On the road, Dan meets a woman and they seem to like each other. Zoe (Amy Brenneman) is a woman of an age where she’s wise to the selfishness of older men, wary of involvement and suspicious of men who seem to have big secrets. The scenes between the two characters are beautifully done. These are often long scenes, staged quietly, giving the actors space to say a great deal with hesitations and silences.
There is action at intervals, mind you. An early scene in which Dan and Amy are in her car and are stopped by police is a scene that takes your breath away. Thing is, Dan imagines a ferocious way out but we see it, even if it’s in his imagination. And there are further scenes in which you worry about the beating that Jeff Bridges, age 72, is taking, as he obviously does many stunts himself. And you would be further worried if you were aware that during filming, production was shut down when Bridges was diagnosed with both COVID-19 and lymphoma. He has recovered.
Chasing Dan, in a twisted way, is an equally obdurate old man, Harold Harper (John Lithgow), and part of the very coiled plot seething beneath the surface is that Harper worked with Dan in the long ago and he too doesn’t want old secrets revealed. Plus, a secret about the identity of Dan’s daughter, the only person he seems to contact, is revealed to viewers in the early going. Around Harper (Lithgow manages to make the old spy figure both sinister and sympathetic), there are other circles of deception and menace. Harper’s protégé Angela (Alia Shawkat, who played Dory on Search Party) knows too much, while her careerist colleague Raymond (E.J. Bonilla) hasn’t a clue what’s happening.
The intricate plotting (it was adapted by Jonathan E. Steinberg and Robert Levine from Thomas Perry’s more action-focused novel) would irritate were it not for the strength of the performances and the pacing.
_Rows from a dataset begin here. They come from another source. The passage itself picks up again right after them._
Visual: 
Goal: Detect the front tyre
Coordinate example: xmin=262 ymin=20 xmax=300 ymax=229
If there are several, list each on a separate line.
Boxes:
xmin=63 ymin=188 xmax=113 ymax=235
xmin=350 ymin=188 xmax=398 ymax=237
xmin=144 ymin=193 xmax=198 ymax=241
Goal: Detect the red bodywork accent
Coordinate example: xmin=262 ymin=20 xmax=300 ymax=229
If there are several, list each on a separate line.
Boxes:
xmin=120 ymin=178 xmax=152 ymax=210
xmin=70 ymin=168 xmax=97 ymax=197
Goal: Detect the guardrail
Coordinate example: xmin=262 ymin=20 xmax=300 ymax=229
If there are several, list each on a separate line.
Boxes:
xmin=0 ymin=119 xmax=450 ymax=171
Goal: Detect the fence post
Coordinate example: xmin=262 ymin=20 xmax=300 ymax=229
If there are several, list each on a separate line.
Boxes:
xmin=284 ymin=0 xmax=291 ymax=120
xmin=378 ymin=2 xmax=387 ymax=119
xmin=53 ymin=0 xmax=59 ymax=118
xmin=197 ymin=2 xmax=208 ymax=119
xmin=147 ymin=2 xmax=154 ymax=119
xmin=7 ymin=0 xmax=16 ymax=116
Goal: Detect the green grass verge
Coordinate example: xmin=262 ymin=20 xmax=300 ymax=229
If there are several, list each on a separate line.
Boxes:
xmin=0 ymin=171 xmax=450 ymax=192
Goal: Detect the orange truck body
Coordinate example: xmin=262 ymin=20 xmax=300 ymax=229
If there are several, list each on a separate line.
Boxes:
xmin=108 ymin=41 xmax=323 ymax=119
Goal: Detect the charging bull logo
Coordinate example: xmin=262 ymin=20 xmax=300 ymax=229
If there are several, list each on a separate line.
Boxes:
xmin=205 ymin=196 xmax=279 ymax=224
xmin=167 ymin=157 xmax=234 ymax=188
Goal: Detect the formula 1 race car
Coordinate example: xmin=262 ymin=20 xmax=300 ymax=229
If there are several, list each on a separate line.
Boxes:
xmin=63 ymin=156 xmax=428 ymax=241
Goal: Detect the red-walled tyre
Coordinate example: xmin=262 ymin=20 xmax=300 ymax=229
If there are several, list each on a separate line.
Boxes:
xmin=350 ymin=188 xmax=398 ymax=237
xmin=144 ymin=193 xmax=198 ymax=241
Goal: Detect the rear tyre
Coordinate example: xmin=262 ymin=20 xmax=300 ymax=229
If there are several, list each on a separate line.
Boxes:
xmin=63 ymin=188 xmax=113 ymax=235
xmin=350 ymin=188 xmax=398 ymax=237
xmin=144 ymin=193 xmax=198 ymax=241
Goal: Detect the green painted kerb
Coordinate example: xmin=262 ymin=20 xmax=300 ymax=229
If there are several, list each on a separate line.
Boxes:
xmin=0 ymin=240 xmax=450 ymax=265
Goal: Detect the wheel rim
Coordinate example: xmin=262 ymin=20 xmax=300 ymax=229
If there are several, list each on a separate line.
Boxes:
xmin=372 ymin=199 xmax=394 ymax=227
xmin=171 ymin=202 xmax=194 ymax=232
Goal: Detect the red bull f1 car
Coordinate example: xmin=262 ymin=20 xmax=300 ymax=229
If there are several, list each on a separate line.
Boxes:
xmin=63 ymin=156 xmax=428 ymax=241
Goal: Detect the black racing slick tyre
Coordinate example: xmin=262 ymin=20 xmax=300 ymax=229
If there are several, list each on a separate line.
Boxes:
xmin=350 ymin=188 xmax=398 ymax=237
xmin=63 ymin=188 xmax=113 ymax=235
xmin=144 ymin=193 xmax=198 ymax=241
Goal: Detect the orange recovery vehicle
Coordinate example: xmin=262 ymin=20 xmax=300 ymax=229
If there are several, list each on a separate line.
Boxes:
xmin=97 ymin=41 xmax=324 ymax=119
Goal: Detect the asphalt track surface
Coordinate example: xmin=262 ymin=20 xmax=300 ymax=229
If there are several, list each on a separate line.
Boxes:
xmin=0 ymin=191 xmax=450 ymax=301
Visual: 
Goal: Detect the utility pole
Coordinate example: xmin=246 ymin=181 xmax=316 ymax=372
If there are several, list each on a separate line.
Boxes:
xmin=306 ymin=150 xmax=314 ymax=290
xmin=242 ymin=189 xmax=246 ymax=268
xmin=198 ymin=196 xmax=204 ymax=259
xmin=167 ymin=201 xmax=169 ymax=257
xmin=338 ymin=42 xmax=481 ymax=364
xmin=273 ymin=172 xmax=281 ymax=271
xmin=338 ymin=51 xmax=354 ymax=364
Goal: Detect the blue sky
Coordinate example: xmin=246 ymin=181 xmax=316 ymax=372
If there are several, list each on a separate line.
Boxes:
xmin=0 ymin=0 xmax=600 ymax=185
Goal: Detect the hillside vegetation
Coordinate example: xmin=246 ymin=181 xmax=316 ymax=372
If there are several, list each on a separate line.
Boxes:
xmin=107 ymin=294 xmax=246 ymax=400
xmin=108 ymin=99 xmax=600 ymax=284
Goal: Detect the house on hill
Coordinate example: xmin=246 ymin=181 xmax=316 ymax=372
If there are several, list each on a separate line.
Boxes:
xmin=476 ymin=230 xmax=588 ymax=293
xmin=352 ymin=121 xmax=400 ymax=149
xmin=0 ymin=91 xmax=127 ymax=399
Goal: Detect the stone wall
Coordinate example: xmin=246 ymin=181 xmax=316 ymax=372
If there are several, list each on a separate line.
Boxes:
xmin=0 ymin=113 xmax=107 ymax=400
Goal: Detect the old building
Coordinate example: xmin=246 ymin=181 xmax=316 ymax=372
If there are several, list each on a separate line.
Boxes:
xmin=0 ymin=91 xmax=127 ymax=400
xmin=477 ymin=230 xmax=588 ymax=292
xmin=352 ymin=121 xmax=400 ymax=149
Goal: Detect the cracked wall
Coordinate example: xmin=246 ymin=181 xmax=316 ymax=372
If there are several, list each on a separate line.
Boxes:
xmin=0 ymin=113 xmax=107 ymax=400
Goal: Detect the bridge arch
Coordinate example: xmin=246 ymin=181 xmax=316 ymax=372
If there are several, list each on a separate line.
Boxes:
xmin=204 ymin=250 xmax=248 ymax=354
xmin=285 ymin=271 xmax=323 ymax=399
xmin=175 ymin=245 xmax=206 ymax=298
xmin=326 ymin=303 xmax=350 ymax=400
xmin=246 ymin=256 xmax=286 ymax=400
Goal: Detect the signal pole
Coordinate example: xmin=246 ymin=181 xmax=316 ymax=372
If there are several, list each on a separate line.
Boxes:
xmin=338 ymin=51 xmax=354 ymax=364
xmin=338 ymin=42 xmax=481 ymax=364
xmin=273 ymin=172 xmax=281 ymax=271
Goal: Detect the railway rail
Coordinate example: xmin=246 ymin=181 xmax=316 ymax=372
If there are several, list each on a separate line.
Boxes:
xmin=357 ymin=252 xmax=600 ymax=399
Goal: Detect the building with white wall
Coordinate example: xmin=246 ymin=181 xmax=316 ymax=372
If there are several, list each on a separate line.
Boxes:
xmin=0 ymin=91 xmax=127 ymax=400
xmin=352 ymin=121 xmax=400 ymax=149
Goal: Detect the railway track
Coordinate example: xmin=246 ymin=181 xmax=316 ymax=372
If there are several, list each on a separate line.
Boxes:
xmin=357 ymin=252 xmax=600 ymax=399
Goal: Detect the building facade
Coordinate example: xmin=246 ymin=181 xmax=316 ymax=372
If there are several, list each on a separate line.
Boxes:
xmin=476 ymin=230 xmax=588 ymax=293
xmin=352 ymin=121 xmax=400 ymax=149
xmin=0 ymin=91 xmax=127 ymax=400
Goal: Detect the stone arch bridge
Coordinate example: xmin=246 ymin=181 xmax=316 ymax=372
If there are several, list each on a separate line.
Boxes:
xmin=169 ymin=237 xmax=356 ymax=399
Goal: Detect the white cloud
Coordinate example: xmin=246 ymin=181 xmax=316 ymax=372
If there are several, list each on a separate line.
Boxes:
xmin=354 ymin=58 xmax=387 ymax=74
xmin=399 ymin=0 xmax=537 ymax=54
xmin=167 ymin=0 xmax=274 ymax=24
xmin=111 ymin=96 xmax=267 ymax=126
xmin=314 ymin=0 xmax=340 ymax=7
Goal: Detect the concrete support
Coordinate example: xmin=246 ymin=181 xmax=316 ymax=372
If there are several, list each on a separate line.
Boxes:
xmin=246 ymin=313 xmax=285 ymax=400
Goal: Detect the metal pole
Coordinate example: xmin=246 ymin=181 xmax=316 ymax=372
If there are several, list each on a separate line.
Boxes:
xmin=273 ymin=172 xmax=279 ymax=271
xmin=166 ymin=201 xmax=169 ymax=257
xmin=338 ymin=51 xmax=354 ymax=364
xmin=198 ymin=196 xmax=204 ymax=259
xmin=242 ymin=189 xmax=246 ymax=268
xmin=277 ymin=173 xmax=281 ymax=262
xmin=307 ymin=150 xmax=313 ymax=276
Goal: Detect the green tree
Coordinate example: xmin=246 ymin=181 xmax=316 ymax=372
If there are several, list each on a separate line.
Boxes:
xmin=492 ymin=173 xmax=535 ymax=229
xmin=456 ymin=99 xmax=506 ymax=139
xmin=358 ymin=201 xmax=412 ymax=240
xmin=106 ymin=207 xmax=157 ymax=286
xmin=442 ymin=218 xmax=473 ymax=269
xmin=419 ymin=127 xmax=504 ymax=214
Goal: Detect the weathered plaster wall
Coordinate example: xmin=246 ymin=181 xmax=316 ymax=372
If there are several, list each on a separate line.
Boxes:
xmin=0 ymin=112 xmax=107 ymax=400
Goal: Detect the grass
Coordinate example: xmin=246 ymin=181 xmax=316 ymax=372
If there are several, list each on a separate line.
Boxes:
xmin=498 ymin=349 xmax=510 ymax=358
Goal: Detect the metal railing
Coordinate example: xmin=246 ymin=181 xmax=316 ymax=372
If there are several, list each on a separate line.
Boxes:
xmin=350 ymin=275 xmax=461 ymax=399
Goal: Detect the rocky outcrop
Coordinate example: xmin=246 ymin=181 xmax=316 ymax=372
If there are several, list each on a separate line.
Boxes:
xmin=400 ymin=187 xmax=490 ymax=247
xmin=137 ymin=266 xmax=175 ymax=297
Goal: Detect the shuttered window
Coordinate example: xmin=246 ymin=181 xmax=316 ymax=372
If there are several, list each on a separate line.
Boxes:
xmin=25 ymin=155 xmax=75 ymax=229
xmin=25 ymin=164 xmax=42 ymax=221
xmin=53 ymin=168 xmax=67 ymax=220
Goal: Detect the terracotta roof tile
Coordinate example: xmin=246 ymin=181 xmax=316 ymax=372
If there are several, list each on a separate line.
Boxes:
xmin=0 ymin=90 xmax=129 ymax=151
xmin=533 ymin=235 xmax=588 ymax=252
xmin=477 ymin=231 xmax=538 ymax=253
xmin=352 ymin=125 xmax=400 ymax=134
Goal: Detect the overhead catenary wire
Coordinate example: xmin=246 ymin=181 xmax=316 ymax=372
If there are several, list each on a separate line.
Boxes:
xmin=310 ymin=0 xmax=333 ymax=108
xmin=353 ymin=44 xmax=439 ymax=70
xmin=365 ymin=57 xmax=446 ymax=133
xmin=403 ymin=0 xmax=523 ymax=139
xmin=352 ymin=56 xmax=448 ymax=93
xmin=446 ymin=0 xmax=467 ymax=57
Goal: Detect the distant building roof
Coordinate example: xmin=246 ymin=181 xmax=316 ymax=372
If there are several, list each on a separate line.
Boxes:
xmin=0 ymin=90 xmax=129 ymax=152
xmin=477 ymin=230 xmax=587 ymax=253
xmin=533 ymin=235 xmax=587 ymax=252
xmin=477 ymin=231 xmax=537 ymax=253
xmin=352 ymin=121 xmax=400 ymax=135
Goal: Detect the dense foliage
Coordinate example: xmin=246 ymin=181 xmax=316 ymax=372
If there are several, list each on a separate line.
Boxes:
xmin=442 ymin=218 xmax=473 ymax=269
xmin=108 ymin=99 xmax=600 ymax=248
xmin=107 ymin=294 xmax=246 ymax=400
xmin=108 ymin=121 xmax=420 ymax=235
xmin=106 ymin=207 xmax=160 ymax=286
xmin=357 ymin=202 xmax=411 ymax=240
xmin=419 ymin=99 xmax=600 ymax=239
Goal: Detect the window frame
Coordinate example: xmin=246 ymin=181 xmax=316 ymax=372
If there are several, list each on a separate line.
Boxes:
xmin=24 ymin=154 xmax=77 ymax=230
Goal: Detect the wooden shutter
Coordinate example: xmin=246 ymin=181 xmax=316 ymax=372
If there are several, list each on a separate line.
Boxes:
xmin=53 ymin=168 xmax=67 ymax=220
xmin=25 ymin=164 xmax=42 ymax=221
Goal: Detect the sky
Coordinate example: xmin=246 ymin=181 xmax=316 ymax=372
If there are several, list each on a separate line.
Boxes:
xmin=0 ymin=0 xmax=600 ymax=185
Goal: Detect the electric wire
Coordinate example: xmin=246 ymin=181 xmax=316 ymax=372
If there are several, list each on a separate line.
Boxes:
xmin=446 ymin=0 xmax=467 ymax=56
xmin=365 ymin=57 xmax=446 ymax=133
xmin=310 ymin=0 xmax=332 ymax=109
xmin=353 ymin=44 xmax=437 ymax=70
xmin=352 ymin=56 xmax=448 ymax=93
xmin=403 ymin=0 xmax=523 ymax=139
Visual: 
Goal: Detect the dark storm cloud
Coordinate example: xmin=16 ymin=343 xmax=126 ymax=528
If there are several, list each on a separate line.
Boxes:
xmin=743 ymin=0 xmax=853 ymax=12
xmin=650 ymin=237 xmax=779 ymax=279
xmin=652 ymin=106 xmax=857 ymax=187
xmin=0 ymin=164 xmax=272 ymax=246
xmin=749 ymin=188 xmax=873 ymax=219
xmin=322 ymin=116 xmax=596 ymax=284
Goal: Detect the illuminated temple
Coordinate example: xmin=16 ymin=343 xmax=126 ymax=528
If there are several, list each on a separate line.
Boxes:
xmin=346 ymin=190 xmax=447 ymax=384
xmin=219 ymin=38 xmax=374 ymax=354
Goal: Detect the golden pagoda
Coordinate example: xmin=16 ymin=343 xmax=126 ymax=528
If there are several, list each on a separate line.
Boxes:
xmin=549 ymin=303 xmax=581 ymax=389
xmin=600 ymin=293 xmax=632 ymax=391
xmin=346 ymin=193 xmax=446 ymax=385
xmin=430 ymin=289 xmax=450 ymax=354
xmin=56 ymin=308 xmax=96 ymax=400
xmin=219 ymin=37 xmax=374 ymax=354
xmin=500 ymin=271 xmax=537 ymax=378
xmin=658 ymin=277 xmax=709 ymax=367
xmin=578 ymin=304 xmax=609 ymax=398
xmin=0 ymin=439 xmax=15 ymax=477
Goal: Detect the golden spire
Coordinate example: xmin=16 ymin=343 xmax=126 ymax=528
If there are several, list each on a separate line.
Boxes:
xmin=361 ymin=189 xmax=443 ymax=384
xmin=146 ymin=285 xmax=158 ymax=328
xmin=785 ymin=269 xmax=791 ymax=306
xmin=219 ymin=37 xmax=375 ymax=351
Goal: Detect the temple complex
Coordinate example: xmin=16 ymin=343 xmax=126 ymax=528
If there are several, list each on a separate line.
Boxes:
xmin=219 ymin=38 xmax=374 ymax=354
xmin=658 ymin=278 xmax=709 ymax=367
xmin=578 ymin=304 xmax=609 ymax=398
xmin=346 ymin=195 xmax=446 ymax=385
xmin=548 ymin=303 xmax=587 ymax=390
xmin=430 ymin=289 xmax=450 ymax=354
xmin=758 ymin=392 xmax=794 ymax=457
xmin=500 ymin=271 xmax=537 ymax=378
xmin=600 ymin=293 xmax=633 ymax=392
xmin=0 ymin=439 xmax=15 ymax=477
In particular, the chemistry between Brenneman and Bridges is a thing to behold. The characters are given time to chat, idly, over meals and attempt to learn about each other. Brenneman’s Zoe recognizes the familiar in Dan Chase. She’s old enough to have met men like him, even when he thinks he’s unique.
When the lists for best-of-the year are written, The Old Man should be there. It often amounts to mature characters having mature conversations about youth, passion, aging and vulnerability. That’s so rare these days. Catch up with it while you can.